Эдит поднялась по ступеням. Алекс вдруг смутился от того внимания, которое его мать, оказалось, безраздельно уделяла только ему.
– Кроме того, – продолжала она, – отец изо всех сил старается заботиться о нас. Все эти деньги, которые он отсылает домой… Хоть он и утверждает, что ему внезапно начало безумно вести за игорным столом, но, видимо, это все-таки связано с каким-то его новым рисковым бизнесом.
– Понятия не имею.
– Я тоже. Но на данный момент давай просто будем ему за это благодарны. Будем надеяться, что и на этот раз он выйдет сухим из воды, как с ним всегда бывало раньше. Но при этом давай все же внесем ясность относительного одного важного момента. Что касается этого праздника, то я его устраиваю исключительно для одного-единственного человека, и этот человек – ты, мой славный мальчик. Только потому, что ты меня об этом попросил.
– Все верно, мама.
– И попросил ты меня об этом, как я догадываюсь, потому что это было важно для тебя. Потому что произошло нечто такое, что позволило тебе отпустить Джулию раз и навсегда.
– Наверное, да, мама. Наверное, это так.
– О, если ты останешься сегодня на ночь, у меня есть для тебя подарок. Это последняя запись Энрико Карузо, ария Радамеса из оперы «Аида» – мне говорили, что это звучит бесподобно. Пластинка ждет тебя в доме рядом с граммофоном.

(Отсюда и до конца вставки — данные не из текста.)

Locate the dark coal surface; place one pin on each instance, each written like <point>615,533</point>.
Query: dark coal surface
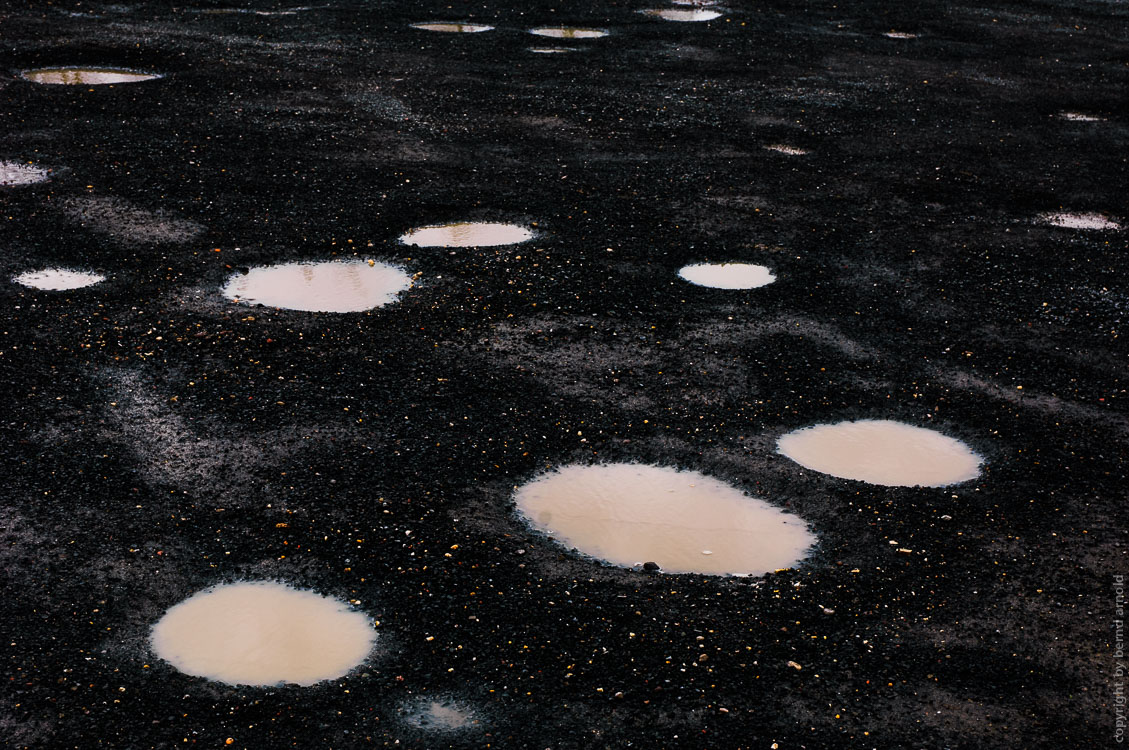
<point>159,439</point>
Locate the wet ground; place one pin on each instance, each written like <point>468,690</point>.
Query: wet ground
<point>893,167</point>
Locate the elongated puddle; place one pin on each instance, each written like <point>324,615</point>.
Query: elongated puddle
<point>680,15</point>
<point>1079,221</point>
<point>263,633</point>
<point>569,33</point>
<point>882,452</point>
<point>86,76</point>
<point>59,279</point>
<point>14,173</point>
<point>454,28</point>
<point>329,287</point>
<point>685,522</point>
<point>727,276</point>
<point>466,234</point>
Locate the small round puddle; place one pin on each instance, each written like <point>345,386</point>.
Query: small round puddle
<point>263,633</point>
<point>454,28</point>
<point>466,234</point>
<point>680,15</point>
<point>14,174</point>
<point>59,279</point>
<point>569,33</point>
<point>882,452</point>
<point>327,287</point>
<point>1079,221</point>
<point>86,76</point>
<point>439,716</point>
<point>727,276</point>
<point>683,521</point>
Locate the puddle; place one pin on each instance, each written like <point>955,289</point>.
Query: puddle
<point>439,715</point>
<point>466,234</point>
<point>86,76</point>
<point>14,174</point>
<point>263,633</point>
<point>329,287</point>
<point>454,28</point>
<point>680,15</point>
<point>882,452</point>
<point>685,522</point>
<point>59,279</point>
<point>790,150</point>
<point>1079,221</point>
<point>1078,116</point>
<point>569,33</point>
<point>727,276</point>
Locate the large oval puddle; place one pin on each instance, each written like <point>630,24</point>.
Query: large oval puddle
<point>86,76</point>
<point>684,16</point>
<point>454,28</point>
<point>727,276</point>
<point>14,174</point>
<point>263,634</point>
<point>329,287</point>
<point>59,279</point>
<point>683,521</point>
<point>466,234</point>
<point>882,452</point>
<point>569,33</point>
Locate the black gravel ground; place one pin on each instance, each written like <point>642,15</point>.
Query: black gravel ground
<point>159,439</point>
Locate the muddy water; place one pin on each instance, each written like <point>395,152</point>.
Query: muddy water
<point>14,173</point>
<point>682,15</point>
<point>440,716</point>
<point>882,452</point>
<point>569,33</point>
<point>454,28</point>
<point>1079,221</point>
<point>466,234</point>
<point>263,633</point>
<point>330,287</point>
<point>86,76</point>
<point>790,150</point>
<point>727,276</point>
<point>629,514</point>
<point>59,279</point>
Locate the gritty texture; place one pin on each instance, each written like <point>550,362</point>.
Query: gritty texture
<point>159,439</point>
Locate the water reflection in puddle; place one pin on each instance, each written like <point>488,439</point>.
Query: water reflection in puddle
<point>1078,116</point>
<point>14,173</point>
<point>681,15</point>
<point>86,76</point>
<point>439,715</point>
<point>685,522</point>
<point>454,28</point>
<point>466,234</point>
<point>1079,221</point>
<point>264,634</point>
<point>59,279</point>
<point>882,452</point>
<point>329,287</point>
<point>790,150</point>
<point>727,276</point>
<point>569,33</point>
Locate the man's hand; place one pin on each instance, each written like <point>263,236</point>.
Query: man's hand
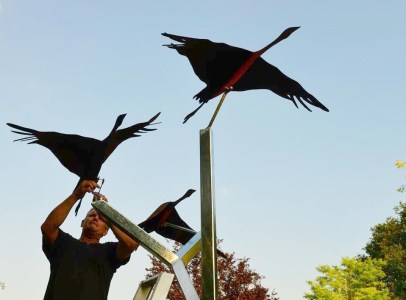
<point>98,196</point>
<point>86,186</point>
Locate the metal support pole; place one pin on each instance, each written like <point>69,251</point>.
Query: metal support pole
<point>208,219</point>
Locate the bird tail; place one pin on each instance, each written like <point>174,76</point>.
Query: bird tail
<point>178,38</point>
<point>192,113</point>
<point>30,133</point>
<point>118,123</point>
<point>310,99</point>
<point>142,127</point>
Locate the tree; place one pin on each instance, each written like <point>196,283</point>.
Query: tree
<point>388,243</point>
<point>235,278</point>
<point>355,279</point>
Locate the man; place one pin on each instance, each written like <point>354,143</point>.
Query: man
<point>82,268</point>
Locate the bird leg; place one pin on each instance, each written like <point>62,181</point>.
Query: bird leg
<point>219,105</point>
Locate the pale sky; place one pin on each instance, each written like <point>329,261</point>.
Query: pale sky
<point>294,189</point>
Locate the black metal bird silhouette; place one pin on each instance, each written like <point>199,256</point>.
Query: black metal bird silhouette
<point>81,155</point>
<point>224,68</point>
<point>166,221</point>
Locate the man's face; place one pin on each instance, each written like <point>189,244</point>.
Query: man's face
<point>94,224</point>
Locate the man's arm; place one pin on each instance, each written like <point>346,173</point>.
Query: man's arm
<point>50,227</point>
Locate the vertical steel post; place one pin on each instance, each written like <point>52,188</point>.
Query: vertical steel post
<point>208,218</point>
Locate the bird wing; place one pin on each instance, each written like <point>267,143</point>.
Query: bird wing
<point>152,222</point>
<point>76,153</point>
<point>263,75</point>
<point>214,63</point>
<point>117,137</point>
<point>178,235</point>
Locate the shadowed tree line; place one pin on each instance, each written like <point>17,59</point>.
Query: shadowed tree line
<point>379,274</point>
<point>236,280</point>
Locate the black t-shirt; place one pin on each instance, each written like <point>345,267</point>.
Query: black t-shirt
<point>79,270</point>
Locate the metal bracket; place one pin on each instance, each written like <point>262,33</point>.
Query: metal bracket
<point>173,261</point>
<point>154,288</point>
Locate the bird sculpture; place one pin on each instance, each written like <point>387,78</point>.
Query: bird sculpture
<point>166,221</point>
<point>81,155</point>
<point>227,68</point>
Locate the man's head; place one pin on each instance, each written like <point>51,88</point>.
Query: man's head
<point>93,225</point>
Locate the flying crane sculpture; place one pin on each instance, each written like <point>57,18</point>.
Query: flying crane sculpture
<point>226,68</point>
<point>81,155</point>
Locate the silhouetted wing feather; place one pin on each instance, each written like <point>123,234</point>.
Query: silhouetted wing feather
<point>178,235</point>
<point>212,62</point>
<point>263,75</point>
<point>119,136</point>
<point>152,221</point>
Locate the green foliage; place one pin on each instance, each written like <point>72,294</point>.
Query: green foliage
<point>355,279</point>
<point>388,243</point>
<point>236,279</point>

Поразительно, но эти мягкие, сказанные с любовью слова подействовали на него как удар. Та же ария, «Божественная Аида». Опера. Каир. Он чувствует ее руку в своей руке, потом оборачивается и видит, как она, это изумительно прекрасное создание, излучающее почти сверхъестественную энергию, ускользает в соседнюю ложу. А затем она сгорает, поглощенная пламенем взрыва.

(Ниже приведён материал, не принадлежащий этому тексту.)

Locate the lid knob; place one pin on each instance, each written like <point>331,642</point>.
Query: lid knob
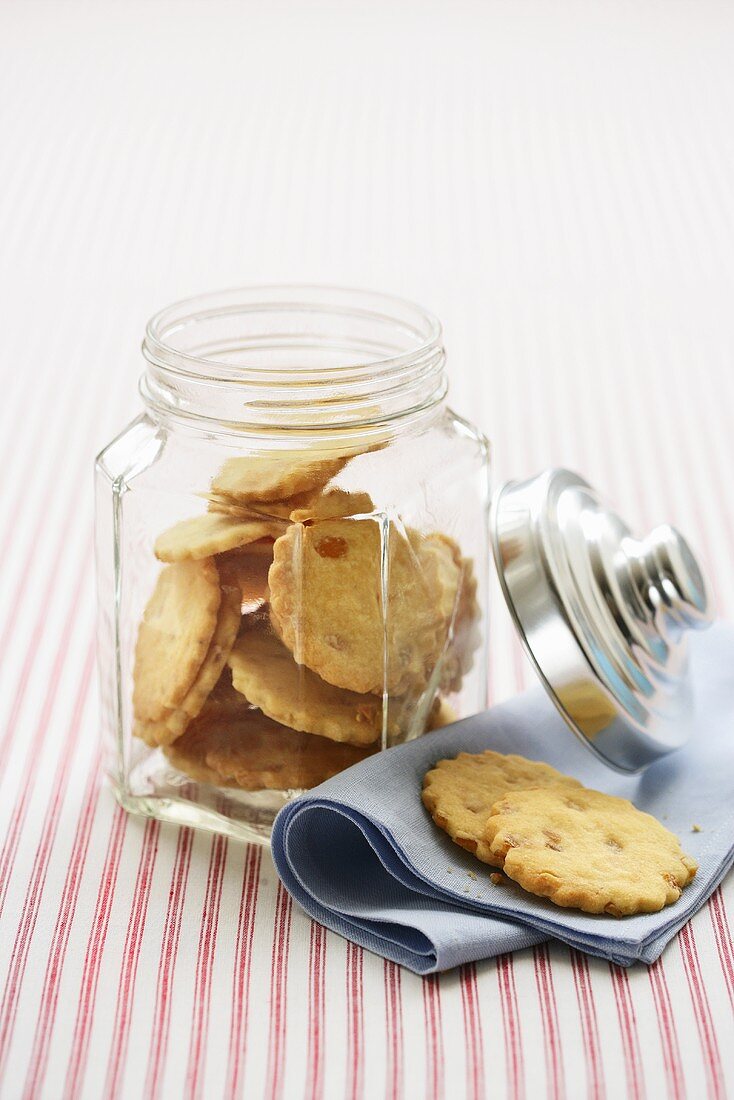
<point>669,580</point>
<point>602,615</point>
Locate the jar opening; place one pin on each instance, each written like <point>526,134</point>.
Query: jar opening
<point>293,356</point>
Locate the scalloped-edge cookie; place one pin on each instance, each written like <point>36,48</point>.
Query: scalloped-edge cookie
<point>276,475</point>
<point>459,793</point>
<point>234,745</point>
<point>264,671</point>
<point>588,850</point>
<point>175,722</point>
<point>174,636</point>
<point>212,534</point>
<point>326,603</point>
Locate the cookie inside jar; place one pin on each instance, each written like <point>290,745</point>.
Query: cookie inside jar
<point>295,628</point>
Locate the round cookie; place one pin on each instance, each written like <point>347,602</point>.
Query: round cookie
<point>276,474</point>
<point>237,746</point>
<point>331,505</point>
<point>326,602</point>
<point>175,722</point>
<point>264,671</point>
<point>174,636</point>
<point>588,850</point>
<point>211,534</point>
<point>459,793</point>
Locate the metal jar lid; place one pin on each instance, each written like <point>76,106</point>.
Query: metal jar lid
<point>602,615</point>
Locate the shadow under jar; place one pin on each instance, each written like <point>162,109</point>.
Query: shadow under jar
<point>292,552</point>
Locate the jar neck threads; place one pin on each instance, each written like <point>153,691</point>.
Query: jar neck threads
<point>300,358</point>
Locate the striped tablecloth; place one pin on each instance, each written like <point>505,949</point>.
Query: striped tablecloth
<point>556,182</point>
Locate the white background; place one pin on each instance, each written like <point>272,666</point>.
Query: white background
<point>555,180</point>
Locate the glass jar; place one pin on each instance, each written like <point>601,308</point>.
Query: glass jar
<point>292,552</point>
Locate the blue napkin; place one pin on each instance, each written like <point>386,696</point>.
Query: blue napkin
<point>361,855</point>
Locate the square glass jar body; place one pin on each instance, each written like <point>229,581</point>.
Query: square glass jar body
<point>292,568</point>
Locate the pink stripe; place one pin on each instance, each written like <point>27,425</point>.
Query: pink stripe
<point>584,996</point>
<point>42,727</point>
<point>704,1022</point>
<point>431,1010</point>
<point>204,966</point>
<point>130,959</point>
<point>472,1025</point>
<point>37,881</point>
<point>513,1037</point>
<point>354,1023</point>
<point>671,1063</point>
<point>723,937</point>
<point>167,963</point>
<point>277,996</point>
<point>393,1031</point>
<point>59,941</point>
<point>242,970</point>
<point>316,1003</point>
<point>92,959</point>
<point>544,981</point>
<point>628,1029</point>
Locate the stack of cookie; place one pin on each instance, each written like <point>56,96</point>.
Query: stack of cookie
<point>556,838</point>
<point>293,630</point>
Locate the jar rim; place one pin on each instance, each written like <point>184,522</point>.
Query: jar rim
<point>295,355</point>
<point>159,349</point>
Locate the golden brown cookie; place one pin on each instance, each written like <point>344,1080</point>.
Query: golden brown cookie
<point>211,534</point>
<point>459,793</point>
<point>331,505</point>
<point>238,746</point>
<point>441,715</point>
<point>588,850</point>
<point>174,722</point>
<point>275,475</point>
<point>174,636</point>
<point>327,605</point>
<point>265,672</point>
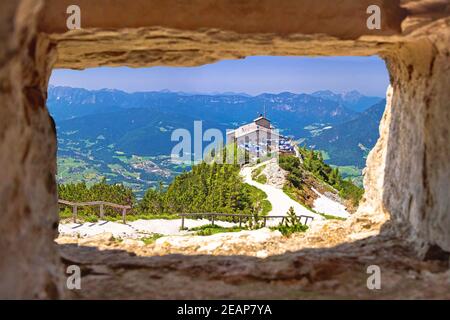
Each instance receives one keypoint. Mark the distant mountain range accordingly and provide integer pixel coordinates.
(349, 143)
(126, 136)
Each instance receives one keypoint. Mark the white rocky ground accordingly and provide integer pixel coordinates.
(328, 206)
(143, 228)
(135, 229)
(279, 200)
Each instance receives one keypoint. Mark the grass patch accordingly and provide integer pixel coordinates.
(288, 230)
(262, 178)
(151, 239)
(209, 229)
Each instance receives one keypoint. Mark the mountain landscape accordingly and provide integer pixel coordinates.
(125, 137)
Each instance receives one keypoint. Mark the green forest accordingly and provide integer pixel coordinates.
(314, 164)
(207, 188)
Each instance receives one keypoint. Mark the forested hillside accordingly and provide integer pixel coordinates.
(206, 188)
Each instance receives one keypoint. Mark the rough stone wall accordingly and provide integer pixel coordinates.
(417, 169)
(372, 214)
(29, 263)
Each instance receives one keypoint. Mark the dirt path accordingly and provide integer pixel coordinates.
(279, 200)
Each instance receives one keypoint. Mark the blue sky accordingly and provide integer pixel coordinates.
(252, 75)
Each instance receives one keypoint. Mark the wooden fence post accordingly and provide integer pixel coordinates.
(74, 213)
(124, 213)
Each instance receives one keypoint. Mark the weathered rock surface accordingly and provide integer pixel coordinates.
(29, 263)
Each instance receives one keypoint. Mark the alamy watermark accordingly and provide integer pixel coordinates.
(374, 280)
(73, 281)
(73, 21)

– Алекс? Все правильно, это она? «Аида»? Ведь именно эту оперу ты слушал тогда в Каире? И она тебе так понравилась?
В голосе матери чувствовалось беспокойство и вопрос. Она взяла его за плечи и развернула к себе лицом. В его глазах стояли слезы. Как непростительно. В последний раз он плакал перед матерью подобным образом, когда был еще совсем маленьким мальчиком.
– Алекс? Что с тобой? Это из-за Джулии? Но не можешь же ты на самом деле…
– Нет, мама. Она здесь ни при чем. Я уже полностью отпустил Джулию. И боль мне причиняет не она.
– Значит, есть кто-то другой?
– В некотором смысле – да.
– Алекс, я все-таки твоя мать. И выражения наподобие «в некотором смысле» в нашем общении меня не устраивают, потому что мне нужна правда.
– Да, есть кто-то другой. Точнее, была, я бы сказал. Но, кажется, и она ускользнула из моих рук.
– О, дорогой мой. Это кто-то из тех, с кем ты познакомился в той египетской поездке, о которой, кстати, ты мне почти ничего не рассказывал?
– Да.
– Что ж, понятно.
– Понятно? – удивленно переспросил Алекс и буквально отшатнулся от матери, поразившись той боли, с которой у него сжалось горло. Перед глазами все затуманилось; он так давно не плакал, что эти забытые ощущения напугали его.
Он быстро сделал шаг назад. Эдит подняла было руку, словно надеялась, что сможет вновь привлечь его к себе одним только этим жестом, и все еще стояла с поднятой рукой, когда он бросил в ее сторону стыдливый взгляд.